A judge’s recent dismissal of a lawsuit that 47 school boards from across Louisiana filed against a state retirement system in 2005 is being reviewed to determine “what steps to take next,” the head of the Louisiana School Boards Association said Friday.
The suit arose from a dispute over whether it was the obligation of the state or individual school boards to pay for the employer’s share of contributions to the Louisiana School Employees Retirement System.
The Lafayette School Board is not one of the 47 plaintiffs.
The school boards contend they should not be required to pay their employer’s contributions to the retirement system from funds available to them through the Minimum Foundation Program. The MFP is the annual source of basic aid for public schools and helps fund school operations, teacher salaries and other expenses.
The school boards instead claim the Legislature should make a separate appropriation directly to the retirement system.
State District Judge Kay Bates, of Baton Rouge, noted in a ruling in the case in 2011 that “the amount of MFP funding received by each of the plaintiff school boards has increased every year and the MFP funding has exceeded the full amount of each school board’s obligation for the employer’s contributions to the LSERS retirement system.”

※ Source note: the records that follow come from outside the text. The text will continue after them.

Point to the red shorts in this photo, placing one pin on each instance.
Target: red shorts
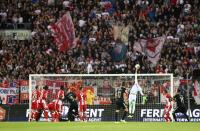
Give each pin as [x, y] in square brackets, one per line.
[34, 105]
[41, 105]
[55, 106]
[167, 109]
[83, 108]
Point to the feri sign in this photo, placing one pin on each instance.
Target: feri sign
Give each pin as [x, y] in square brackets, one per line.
[2, 114]
[15, 34]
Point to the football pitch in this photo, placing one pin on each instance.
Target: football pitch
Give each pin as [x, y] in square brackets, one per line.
[99, 126]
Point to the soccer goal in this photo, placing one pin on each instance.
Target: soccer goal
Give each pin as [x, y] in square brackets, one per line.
[100, 91]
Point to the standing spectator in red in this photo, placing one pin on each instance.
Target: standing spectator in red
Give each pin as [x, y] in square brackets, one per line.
[55, 107]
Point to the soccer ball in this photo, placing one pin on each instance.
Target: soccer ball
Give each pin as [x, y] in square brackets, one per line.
[137, 66]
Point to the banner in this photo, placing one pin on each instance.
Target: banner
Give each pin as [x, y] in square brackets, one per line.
[143, 113]
[150, 48]
[63, 32]
[15, 34]
[9, 95]
[2, 114]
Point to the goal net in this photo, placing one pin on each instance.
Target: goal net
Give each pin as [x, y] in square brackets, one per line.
[100, 91]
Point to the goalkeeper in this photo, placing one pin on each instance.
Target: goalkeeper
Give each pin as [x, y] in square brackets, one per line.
[133, 96]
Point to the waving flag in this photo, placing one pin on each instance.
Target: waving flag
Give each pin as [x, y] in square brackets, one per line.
[151, 48]
[63, 32]
[119, 52]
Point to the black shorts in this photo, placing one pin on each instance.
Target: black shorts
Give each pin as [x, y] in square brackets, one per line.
[120, 104]
[180, 109]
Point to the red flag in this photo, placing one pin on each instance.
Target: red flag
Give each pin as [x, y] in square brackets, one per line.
[195, 88]
[151, 48]
[4, 84]
[63, 32]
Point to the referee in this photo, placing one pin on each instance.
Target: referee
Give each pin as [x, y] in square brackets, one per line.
[121, 102]
[180, 105]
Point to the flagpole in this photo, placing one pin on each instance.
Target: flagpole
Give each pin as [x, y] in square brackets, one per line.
[188, 94]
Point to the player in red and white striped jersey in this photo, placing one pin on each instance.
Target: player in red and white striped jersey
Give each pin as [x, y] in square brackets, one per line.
[55, 107]
[82, 104]
[168, 106]
[35, 97]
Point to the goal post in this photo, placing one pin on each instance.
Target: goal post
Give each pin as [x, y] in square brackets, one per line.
[101, 90]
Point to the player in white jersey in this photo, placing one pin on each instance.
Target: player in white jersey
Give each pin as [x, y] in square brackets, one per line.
[133, 95]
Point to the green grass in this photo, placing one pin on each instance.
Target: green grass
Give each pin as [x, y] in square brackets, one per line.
[98, 126]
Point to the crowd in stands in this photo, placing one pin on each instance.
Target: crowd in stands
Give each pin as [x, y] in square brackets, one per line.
[93, 20]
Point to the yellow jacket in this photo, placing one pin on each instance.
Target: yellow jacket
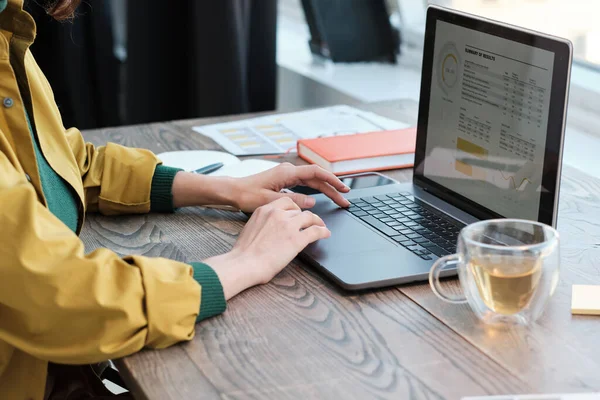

In a final ruling issued April 9, Bates said “it is an undisputed fact that the entire employer’s contribution is fully funded by the Legislature through the MFP.”
“Contrary to the plaintiffs’ contentions that the Legislature has failed to appropriate sufficient funds to pay the employer’s contribution and that these costs must be collected by LSERS directly from the state, LSERS has shown that the Legislature has funded not only the normal costs but also the full employer’s contribution,” the judge stated.
Charles Bujol, executive director of LSERS, said Friday the retirement system “is pleased with Judge Bates’ well-reasoned ruling.”
Scott Richard, executive director of the Louisiana School Boards Association, said it is important that the court acknowledged it was the state’s constitutional responsibility to provide for the employer’s portion of retirement contributions.
“However, at issue is the court concluding that the MFP — the state’s minimum foundation school funding program designed to fund public education for students in Louisiana — actually captures that specific dollar amount for each school board,” Richard said. “This only adds to the growing list of unfunded mandates that school boards are grappling with in today’s tough economic climate.
“LSBA will be working closely with legal counsel and the participating school systems as we prepare to move to the next level of litigation regarding this matter,” he added.
A $3.5 billion MFP proposal for the 2013-14 school year was approved March 8 by the state Board of Elementary and Secondary Education. The plan will be reviewed by the Legislature during its 2013 session that began April 8.